[Xapian-discuss] Incremental indexing limitations

Thu Oct 11 17:51:50 BST 2007

Assuming we have a server with 2GB memory and 500GB disk.
We want to use it for indexing of an always updating database of documents.
And lets say each document is 2KB of text.

We have a process that constantly indexes data into a Xapian database.
This process flushes updated every 10K documents (to make sure they are 
searchable and successfully stored) and after such an update, marks the 
documents as indexed.

Few observations until now.
1. Size of such a database will actually be about 3K per document. That 
is bigger than the text of the documents themselves. This is quite 
surprising really, as what Xapian is supposed to be storing is just the 
term IDs and the positions. Any ideas why its bigger than the original 
size as opposed to 1/3 of the size lets say?
2. Such an indexing process will start very fast, but when reaching a 
database size of 2M or 3M documents, each flush will take 2-4 minutes. 
This is already very slow for a flush of 10K small documents.
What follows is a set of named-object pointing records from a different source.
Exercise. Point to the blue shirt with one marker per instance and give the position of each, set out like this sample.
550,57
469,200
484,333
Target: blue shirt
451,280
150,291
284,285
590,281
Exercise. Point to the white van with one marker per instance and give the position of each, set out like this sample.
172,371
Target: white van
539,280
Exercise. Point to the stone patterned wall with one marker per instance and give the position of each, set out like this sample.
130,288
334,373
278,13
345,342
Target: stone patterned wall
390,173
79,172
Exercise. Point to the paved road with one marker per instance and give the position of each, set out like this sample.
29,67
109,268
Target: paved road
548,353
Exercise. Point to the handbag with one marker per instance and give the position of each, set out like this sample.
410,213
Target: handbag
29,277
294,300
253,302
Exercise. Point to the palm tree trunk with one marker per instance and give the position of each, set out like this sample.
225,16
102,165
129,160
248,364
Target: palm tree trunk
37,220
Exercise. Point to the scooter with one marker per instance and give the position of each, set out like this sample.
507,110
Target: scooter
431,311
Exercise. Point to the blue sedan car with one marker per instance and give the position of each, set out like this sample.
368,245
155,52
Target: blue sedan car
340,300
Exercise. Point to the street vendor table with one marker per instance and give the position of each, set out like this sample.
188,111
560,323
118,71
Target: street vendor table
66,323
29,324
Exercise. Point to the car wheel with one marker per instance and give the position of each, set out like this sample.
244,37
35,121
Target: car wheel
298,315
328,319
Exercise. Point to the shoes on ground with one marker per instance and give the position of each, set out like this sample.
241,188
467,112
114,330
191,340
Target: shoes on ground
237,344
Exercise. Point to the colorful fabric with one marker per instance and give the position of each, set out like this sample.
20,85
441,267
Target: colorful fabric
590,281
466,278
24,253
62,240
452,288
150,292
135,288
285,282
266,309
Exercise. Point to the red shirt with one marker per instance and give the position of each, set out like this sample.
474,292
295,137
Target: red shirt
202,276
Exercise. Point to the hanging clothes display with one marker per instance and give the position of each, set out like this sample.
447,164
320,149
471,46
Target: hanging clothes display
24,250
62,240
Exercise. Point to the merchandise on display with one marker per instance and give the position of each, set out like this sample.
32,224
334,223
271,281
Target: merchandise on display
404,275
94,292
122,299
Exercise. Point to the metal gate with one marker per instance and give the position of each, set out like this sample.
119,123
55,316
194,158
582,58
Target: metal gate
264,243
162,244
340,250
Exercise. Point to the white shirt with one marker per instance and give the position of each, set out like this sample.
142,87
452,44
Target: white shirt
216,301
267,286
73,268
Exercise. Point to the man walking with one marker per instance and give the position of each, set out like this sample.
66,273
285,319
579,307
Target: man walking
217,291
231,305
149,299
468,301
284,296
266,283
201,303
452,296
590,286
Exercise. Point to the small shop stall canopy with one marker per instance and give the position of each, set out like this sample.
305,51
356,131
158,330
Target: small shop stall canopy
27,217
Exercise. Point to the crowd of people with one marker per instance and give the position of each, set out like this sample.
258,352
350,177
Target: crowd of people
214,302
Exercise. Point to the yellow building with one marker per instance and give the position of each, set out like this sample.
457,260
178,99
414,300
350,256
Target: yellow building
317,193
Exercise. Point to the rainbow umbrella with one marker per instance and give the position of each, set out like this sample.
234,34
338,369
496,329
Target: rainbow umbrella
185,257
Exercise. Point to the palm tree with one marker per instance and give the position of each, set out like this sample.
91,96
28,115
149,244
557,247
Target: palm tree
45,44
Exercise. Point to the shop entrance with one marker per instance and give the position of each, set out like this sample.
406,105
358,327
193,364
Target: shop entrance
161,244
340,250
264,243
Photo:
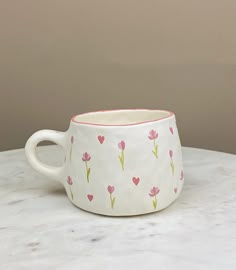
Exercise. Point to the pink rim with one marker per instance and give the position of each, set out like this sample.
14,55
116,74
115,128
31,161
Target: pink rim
138,123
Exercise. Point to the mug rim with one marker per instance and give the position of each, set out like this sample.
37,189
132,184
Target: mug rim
170,114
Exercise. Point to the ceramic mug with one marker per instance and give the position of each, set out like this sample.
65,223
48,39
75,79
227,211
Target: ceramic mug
118,163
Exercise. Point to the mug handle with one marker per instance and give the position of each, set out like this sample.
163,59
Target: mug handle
57,137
Changing 
flushes to every 1K document doesn't help. It seems the time a flush 
takes is not related so directly to the size of the flush itself but 
does strongly relate to the size of the database itself. How come? What 
happens during a flush?
3. If the time it takes to flush 10K documents when the DB is 3M 
documents, is 2.5 minutes, does it actually mean that when the database 
is 100M documents, each flush will take over an hour? If so, that is 
extremely "painful', isn't it?

So.. thinking about how to maybe optimize this process, the concept of 
using a "live" small database for updates and then merge it into a big 
database comes to mind.
However, there are two issues here:
1. Such a merge is slow. It will take quite a lot of time (many hours) 
to compact/merge each such live database into a main one. If this 
process has to be done hourly lets say, and the process takes more than 
an hour, we are faced with a critical problem.
2. Such a merge process seems to take quite a lot of resources from the 
system, limiting CPU, I/O and memory for the more urgent task.. indexing 
and searching.
3. It also means that we can never use more than 50% of the diskspace on 
the server. In fact less than 40% or 45% to be safe. This is because the 
compact process is merging the big database with the small one, into a 
new database. So the new database will be bigger than the original big 
one. So just because of this process, the server diskspace can not be 
utilized effectively.

Any thoughts and insights about the matter are greatly appreciated.
Ron